Johnson & Johnson is making its third attempt to resolve tens of thousands of lawsuits alleging its baby powder and other talc products cause cancer, with its subsidiary, Red River Talc, filing for bankruptcy in the U.S. Bankruptcy Court for the Southern District of Texas. This move is part of an $8 billion proposed settlement to end litigation, with J&J denying allegations that its products are contaminated with asbestos and cause ovarian and other cancers.
The company faces lawsuits from over 62,000 claimants, but has secured support from about 83% of current claimants for the proposed bankruptcy plan ¹. J&J’s strategy, known as the “Texas two-step” bankruptcy, involves offloading its talc liability onto a newly created subsidiary that declares Chapter 11, allowing the company to avoid filing for bankruptcy itself.
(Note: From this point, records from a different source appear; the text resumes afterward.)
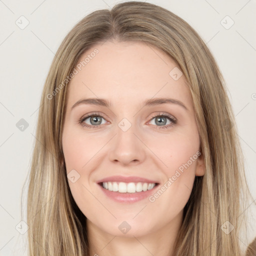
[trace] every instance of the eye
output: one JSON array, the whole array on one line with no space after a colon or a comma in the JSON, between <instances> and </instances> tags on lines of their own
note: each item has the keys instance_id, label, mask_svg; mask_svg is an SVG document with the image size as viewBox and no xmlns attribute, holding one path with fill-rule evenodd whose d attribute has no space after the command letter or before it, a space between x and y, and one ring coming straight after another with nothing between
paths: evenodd
<instances>
[{"instance_id":1,"label":"eye","mask_svg":"<svg viewBox=\"0 0 256 256\"><path fill-rule=\"evenodd\" d=\"M102 120L105 120L104 124L102 124ZM100 114L93 113L82 117L79 122L82 126L88 128L96 128L100 124L106 124L106 121Z\"/></svg>"},{"instance_id":2,"label":"eye","mask_svg":"<svg viewBox=\"0 0 256 256\"><path fill-rule=\"evenodd\" d=\"M158 116L154 116L151 119L150 122L152 122L154 120L154 121L153 122L153 123L154 124L150 124L156 125L156 126L158 126L156 127L156 128L168 128L177 122L176 119L172 116L168 114L162 114L161 113L158 113ZM169 123L167 124L168 122L169 122Z\"/></svg>"}]
</instances>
This approach enables bankruptcy judges to enforce global settlements, permanently halting related lawsuits and forbidding new ones. Outside of bankruptcy, J&J would remain exposed to potential multibillion-dollar verdicts. To improve its chances, J&J solicited plaintiff votes ahead of time, securing over 75% support required for a bankruptcy judge to impose the deal.
Notably, J&J’s third attempt focuses solely on ovarian and other gynecological cancer claims, building on previous settlements with state attorneys general and mesothelioma victims. However, the company faces opposition from lawyers and legal hurdles, including a June U.S. Supreme Court decision and proposed federal legislation aimed at preventing financially healthy companies like J&J from benefiting from bankruptcy protection.